Lissieu

This unusual model is a copy of an original in the Kunshistorisches Museum in Vienna, made by the french maker Lissieu, active in the second half of the seventeenth in Lyon. Little is known about the life of this maker, but his instruments appaer to have been well known for their quality and fine workmanship. The only known referance to Lissieu, in the Musette method of Piere Borjon de Scellery (Lyon, 1672) reads:

"Le sieur Lissieux, qui depuis quelques anneé s'est étably à Lyon, en construit [des musettes] avec beaucoup de propreté et de justesse, aussi bien que toute sorte d'utres instruments à vent. Je n'en connois point qui approche davantage de l'adresse des sieurs Hotteterre."

(Mr. Lissieux, who has been established in Lyon since a few years, makes them [musettes] with great accuracy and good intonation, as well as all sorts of other wind instruments. I don't know any other maker who approaches him in quality of work, apart for the Hotteterres"
Apart for the flute the only other survivng instruments by Lissieu is a beautifully made musette de cour by him survivng in the collection of Moreph Chantry Bagpipe Museum in England.

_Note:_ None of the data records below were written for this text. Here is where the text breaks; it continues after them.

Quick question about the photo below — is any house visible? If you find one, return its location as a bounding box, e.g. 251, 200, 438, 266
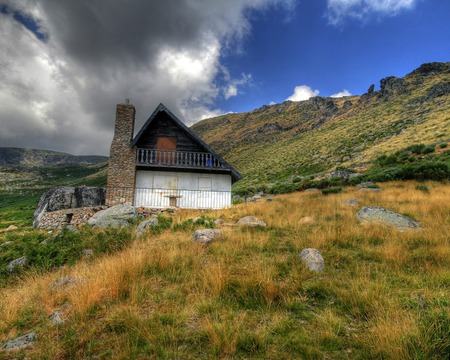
106, 101, 242, 209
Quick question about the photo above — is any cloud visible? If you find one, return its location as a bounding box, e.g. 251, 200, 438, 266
286, 85, 319, 101
327, 0, 418, 25
330, 89, 352, 98
0, 0, 294, 154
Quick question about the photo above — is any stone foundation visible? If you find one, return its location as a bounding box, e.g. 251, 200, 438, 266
38, 206, 106, 229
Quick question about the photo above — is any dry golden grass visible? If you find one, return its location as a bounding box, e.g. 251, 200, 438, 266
0, 182, 450, 359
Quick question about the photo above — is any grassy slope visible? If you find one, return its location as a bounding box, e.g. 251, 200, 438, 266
0, 163, 107, 231
193, 63, 450, 193
0, 182, 450, 359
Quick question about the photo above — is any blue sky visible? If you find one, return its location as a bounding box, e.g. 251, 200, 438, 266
0, 0, 450, 155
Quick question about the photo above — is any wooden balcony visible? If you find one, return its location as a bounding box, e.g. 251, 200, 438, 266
136, 149, 228, 170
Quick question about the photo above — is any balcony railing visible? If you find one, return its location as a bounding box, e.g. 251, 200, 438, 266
136, 149, 226, 169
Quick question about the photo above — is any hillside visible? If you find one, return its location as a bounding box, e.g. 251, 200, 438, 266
0, 147, 108, 170
0, 182, 450, 359
192, 63, 450, 189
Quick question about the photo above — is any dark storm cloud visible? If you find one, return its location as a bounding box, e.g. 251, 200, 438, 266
0, 0, 292, 154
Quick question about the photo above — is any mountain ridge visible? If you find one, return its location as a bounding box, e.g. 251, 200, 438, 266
0, 147, 108, 170
192, 62, 450, 188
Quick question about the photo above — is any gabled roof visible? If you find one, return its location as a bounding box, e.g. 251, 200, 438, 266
131, 103, 242, 182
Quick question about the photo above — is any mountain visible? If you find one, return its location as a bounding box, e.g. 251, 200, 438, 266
192, 62, 450, 189
0, 147, 108, 170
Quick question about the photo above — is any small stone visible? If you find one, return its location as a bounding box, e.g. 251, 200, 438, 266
83, 249, 94, 257
237, 215, 266, 227
50, 276, 81, 289
6, 256, 28, 273
2, 331, 36, 351
298, 216, 314, 225
300, 248, 325, 273
192, 229, 222, 244
344, 199, 358, 206
49, 310, 65, 325
136, 218, 158, 236
356, 181, 375, 188
356, 206, 420, 231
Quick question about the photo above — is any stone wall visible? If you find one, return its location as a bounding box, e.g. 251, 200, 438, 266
37, 206, 106, 229
106, 104, 136, 206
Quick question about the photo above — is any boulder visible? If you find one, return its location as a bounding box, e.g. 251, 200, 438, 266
298, 216, 314, 225
380, 76, 408, 100
236, 215, 266, 227
356, 206, 420, 231
344, 198, 358, 206
356, 181, 375, 188
88, 205, 138, 228
33, 186, 105, 228
136, 218, 158, 236
300, 248, 325, 272
192, 229, 222, 244
6, 256, 28, 273
2, 331, 36, 350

The musette can be dated to the 1670's.
The flute is a high pitch instrument, playing at a=460 and is, acustically speaking, of a renaissance design: cylindrical bore, six finger holes and works well with renaissance fingering. The wall thickness is slightly larger then an avarage renaissance instrument, which, combined with the high pitch, give this instrument a sweet, concentrated, almost recorder-like sound. The ornamental turning on the flute, on the other hand, is baroque, and its porportions and style reminicent of an other seventeenth century flute by the Dutch maker Haka.
As for the instrument's repertoire, it is difficult to say what french flutists in that time period would have played on such an instrument. The high pitch, and the type of sound and response are, however, most suitable for playing earlier seventeeth century repertoire, such as Italian Canzonas and early Sonatas, and can be combined well with other wind instruments at high pitch: cornetto, dulcians and trombone.

This model is available at the original pitch, A=460 as well as with an extra lower body part for A=465.